Люси промолчала. Она не знала, что ответить. Ведь ее мать говорит будто о самой себе.

— Старая стерва — вот кто она, — продолжала развивать свою мысль Луиза. — А он еще пожалеет о том дне, когда выставил тебя. Я так понимаю, помолвка расторгнута?

Люси пожала плечами:

— Вроде еще нет. Он не сказал мне прямо…

Луиза закатила глаза к потолку.

— Только не говори мне, что ты собираешься иметь что-то общее с человеком, который вышвырнул тебя на улицу.
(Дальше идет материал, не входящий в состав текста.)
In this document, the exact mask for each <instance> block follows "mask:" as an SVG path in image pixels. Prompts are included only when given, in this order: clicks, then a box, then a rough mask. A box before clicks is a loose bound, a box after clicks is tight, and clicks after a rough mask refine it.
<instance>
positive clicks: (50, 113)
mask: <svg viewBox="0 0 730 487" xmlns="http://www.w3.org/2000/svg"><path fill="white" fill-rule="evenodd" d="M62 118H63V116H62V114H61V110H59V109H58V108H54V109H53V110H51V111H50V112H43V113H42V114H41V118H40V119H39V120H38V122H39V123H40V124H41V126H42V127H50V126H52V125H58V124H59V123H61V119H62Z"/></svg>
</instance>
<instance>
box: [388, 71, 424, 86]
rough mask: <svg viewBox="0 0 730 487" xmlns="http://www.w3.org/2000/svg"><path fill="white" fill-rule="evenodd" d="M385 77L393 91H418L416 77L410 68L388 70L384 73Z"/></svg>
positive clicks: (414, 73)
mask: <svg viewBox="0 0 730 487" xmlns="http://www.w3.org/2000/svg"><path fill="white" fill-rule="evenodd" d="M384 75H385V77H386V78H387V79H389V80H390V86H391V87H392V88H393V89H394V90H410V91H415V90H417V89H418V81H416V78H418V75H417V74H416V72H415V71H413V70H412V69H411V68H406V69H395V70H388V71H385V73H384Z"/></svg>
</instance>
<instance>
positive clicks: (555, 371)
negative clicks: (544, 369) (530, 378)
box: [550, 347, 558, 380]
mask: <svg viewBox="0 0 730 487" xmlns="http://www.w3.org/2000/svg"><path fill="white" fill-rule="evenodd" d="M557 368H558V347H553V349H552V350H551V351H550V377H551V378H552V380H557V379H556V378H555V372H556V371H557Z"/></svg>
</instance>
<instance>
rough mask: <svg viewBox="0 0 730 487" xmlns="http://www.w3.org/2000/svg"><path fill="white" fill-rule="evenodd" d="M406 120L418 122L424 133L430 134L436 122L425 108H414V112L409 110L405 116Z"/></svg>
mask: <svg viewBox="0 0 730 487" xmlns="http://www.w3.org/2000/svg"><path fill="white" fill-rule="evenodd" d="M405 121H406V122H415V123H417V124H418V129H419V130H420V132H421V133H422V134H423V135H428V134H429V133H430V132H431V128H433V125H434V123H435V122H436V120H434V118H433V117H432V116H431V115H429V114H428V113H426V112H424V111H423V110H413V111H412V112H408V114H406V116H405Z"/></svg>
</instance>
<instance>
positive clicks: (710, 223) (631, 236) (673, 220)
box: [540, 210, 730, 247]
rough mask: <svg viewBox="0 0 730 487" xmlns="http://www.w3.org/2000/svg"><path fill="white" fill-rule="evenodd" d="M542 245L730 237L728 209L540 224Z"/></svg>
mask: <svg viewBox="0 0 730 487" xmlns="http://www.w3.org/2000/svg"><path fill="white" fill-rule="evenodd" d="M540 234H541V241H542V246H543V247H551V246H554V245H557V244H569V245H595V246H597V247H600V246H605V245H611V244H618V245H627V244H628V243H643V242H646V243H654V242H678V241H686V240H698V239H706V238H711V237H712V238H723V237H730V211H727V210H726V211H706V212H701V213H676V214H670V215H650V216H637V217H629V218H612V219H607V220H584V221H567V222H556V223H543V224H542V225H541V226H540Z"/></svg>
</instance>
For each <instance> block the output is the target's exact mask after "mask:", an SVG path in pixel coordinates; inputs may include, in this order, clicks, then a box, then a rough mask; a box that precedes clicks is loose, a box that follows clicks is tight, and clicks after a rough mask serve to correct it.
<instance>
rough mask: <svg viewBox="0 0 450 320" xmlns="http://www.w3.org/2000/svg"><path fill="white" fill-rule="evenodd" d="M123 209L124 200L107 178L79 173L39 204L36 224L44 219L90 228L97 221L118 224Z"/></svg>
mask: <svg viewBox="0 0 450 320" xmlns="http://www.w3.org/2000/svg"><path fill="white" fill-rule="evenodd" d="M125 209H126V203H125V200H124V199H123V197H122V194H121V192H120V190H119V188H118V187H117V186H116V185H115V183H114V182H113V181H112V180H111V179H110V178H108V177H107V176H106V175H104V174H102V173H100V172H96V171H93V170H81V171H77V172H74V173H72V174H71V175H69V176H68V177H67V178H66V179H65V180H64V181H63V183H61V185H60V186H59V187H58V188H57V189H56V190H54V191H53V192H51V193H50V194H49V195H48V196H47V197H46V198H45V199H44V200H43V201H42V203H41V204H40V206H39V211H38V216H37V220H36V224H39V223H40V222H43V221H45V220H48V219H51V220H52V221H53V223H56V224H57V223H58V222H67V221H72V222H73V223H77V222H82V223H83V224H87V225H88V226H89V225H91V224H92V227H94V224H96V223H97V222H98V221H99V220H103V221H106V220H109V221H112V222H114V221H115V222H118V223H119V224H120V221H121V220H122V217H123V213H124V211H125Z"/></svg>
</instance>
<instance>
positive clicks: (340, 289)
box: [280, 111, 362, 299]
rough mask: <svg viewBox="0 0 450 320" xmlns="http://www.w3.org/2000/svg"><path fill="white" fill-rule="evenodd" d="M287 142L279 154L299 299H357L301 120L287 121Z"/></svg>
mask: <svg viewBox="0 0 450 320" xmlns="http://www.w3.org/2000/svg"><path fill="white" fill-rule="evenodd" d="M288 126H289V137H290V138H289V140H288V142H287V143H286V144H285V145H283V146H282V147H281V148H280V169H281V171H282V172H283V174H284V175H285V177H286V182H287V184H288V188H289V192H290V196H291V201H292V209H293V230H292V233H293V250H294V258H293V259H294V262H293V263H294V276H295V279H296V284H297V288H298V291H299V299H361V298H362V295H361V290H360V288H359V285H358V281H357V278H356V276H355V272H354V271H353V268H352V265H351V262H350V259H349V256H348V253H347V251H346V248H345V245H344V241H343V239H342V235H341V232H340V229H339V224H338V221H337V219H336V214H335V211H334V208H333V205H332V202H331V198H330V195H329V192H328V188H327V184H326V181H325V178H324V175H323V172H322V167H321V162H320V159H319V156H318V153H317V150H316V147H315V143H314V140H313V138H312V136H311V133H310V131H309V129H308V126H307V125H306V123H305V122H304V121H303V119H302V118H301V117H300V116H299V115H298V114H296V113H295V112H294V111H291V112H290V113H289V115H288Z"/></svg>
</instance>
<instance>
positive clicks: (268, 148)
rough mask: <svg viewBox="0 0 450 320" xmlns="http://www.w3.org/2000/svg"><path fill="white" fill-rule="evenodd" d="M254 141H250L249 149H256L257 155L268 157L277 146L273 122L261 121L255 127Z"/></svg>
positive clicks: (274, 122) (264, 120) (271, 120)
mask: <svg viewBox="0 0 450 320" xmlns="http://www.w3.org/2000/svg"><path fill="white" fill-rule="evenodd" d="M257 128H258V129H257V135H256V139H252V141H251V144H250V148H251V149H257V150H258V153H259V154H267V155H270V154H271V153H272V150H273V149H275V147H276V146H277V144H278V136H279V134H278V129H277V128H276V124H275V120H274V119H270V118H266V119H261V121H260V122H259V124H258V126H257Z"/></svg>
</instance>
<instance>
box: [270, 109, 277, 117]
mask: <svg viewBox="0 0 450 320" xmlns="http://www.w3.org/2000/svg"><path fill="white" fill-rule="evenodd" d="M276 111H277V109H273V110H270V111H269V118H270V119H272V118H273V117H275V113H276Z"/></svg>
Люси была готова разрыдаться. Больше всего на свете она хотела, чтобы мать обняла ее и сказала, что все будет хорошо. Но знала, что этого никогда не будет, даже если бы ее мать была в полном здравии.

— Это не он, это его мать…

— Один черт, Люси. Он маменькин сынок, и чем скорее ты это поймешь, тем лучше. Для нее ты всегда будешь второсортным товаром.

Люси слушала мать, окаменело глядя перед собой.

— Я, например, была очень близка с Маршаллом, упокой Господь его душу, но он не был маменькиным сынком. А твой Микки — безмозглый тюфяк. Прояви гордость, Люси, забери свои вещи и верни ему кольцо. Никто тебя не осудит, все знают, какова его мамаша. Женщины должны отвечать за своих детей. Взять меня с Марией. Я делала все возможное и невозможное, чтобы она стала нормальным человеком, но увы… С самого детства она доставляла одни только неприятности, я по ночам глаз не могла сомкнуть. Твой папочка был не лучше. Всегда вставал на ее сторону. И посмотри, куда это его завело…

Люси слушала тираду матери о Марии, отце, Маршалле, обо всех остальных и чувствовала, что долго не выдержит. Ей до смерти надоело выслушивать всю эту чушь. В глубине души она знала, что мать являлась настоящей виновницей бед, обрушившихся на их семью. Она похожа на мать Микки как две капли воды. Даже сейчас, несмотря на боль и шрамы, она находит в себе силы обливать людей грязью.

Люси тяжело вздохнула:

— Послушай, мам, давай сменим тему хоть ненадолго, а? Мы можем поговорить о чем-нибудь другом, а не переливать из пустого в порожнее? Знаешь, ведь Мария сейчас в больнице. Тиффани при смерти.